In most car crash cases, the insurance company tries to shift blame to the victim, to reduce or deny recovery. Contributory negligence is one of the most common arguments. To return to the previous example, assume Paula made an illegal lane change, and Debra — who was speeding — rear-ended her. In cases like this, the juries must apportion fault on a percentage basis.

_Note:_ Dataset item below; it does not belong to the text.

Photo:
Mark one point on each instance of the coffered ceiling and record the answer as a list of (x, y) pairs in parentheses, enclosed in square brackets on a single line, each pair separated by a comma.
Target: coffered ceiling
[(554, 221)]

California is a pure comparative fault state that divides liability based solely on the percentage of fault. Assume the damages were $100,000 and the jury splits fault 50-50. In California, Paula would receive $50,000. But if the same crash and same result occurred in Nevada, Paula would get nothing. That’s because the Silver State is a modified comparative fault state with a 51 percent bar. So, if the defendant’s liability is not at least 51 percent, the plaintiff is ineligible for recovery.

Third Party Liability in Crash Cases

Many states have dram shop laws that hold commercial alcohol providers liable for damages if their intoxicated patrons later injure someone. But Nevada has never had a dram shop law and California legislators recently did away with the Golden State’s version of that law.

Other third party liability theories may apply, such as respondeat superior (“let the master answer”). In a nutshell, if the tortfeasor (negligent driver) was an employee acting within the course and scope of employment at the time of the crash, the employer is at least partially responsible for the victim’s damages. All the relevant terms are defined in broad and plaintiff-friendly terms.

Third party liability is often important because so many drivers are under-insured. Nevada has one of the lowest minimum auto insurance policy requirements in the country, and California’s requirements are not much higher. While it is relatively easy to collect damages from insurance companies, it is difficult, but not impossible, to collect from individuals.